Más allá de los muchos artículos y comentarios que se han publicado sobre el tema (un resumen completo aquí), el colectivo también está ejecutando acciones más guerrilleras, menos convencionales, en sintonía con la contrapublicidad. Aquí van algunos ejemplos de esa piratería publicitaria (que diría Naomi Klein).
El museo ha puesto en marcha una campaña para promocionar la nueva presentación de la Galería impresionista y otros espacios, que se inaugurará el próximo 20 de octubre (desde el museo hablan incluso del Nouvel Orsay). Bajo el eslogan Un nouveau regard (Una nueva mirada) y Nous avons revu Orsay. Tout est à revoir (Hemos revisado Orsay. Todo está por redescubrir), se presentan fragmentos de varios retratos de su colección, concretamente de sus ojos. Nada del otro mundo publicitariamente hablando.

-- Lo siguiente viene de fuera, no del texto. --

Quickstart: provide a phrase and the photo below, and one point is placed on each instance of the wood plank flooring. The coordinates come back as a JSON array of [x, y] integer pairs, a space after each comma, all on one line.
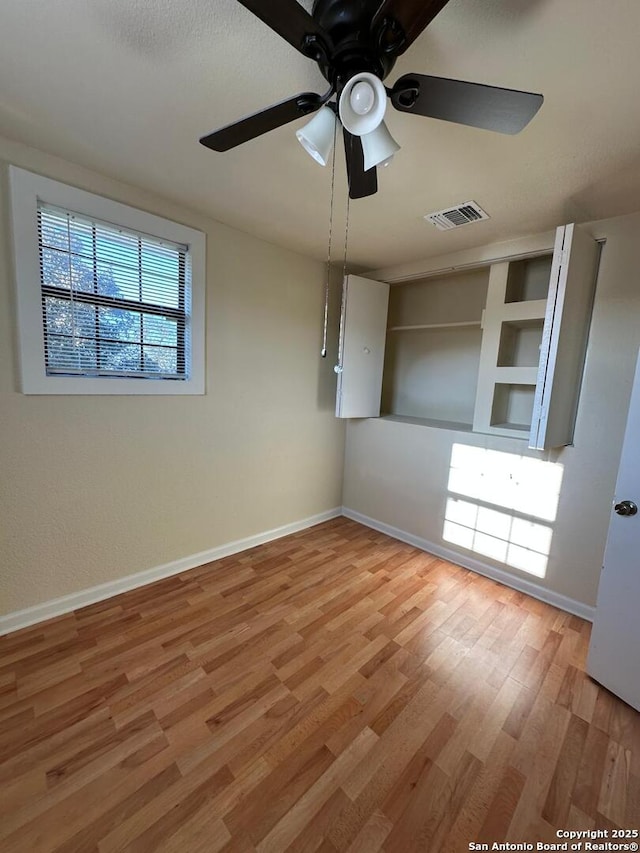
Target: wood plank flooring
[[335, 690]]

[Fotos: Publicis Consultants]
Lo que sí es realmente interesante es el concurso que la plataforma ha puesto en marcha para manipular las diferentes piezas de la campaña. Una acción más para denunciar la postura intransigente y trasnochada de los responsables del museo parisino. En la primera se puede leer Regardez nos photos. Les vostres valent zéro (Mirad nuestras fotos. Las vuestras no valen nada); en la segunda Visiteur photographe. Le Louvre t’attend (Visitante fotógrafo. El Louvre te espera).

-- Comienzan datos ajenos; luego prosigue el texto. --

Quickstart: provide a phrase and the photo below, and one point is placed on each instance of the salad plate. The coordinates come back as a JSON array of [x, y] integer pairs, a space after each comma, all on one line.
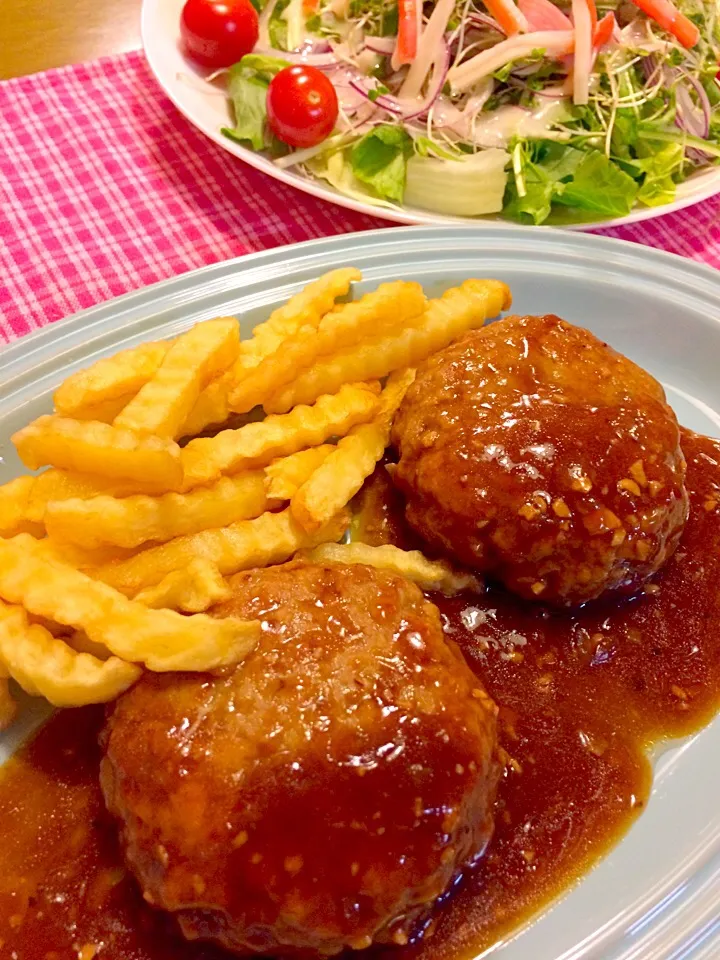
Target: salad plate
[[654, 897], [515, 148]]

[Foto: Julien Dorra en OrsayCommons]

[Foto: Bernard Hasquenoph en OrsayCommons]
Incluso el logotipo, esa sacrosanta condensación gráfica de la personalidad del museo, también ha sufrido una pequeña intervención quirúrgica (poco para lo que se merece, si se tiene en cuenta que el rediseño del magnífico logotipo de Bruno Monguzzi y Jean Widmer fue de hecho su certificado de defunción).

[Foto: Louvre por tous]
De acuerdo que se trata de un caso extremo, una verdadera crisis para el museo en cuestión, pero seguir viviendo de espaldas a la cada vez más influyente opinión de esos nuevos prescriptores culturales es vivir en el filo de la navaja.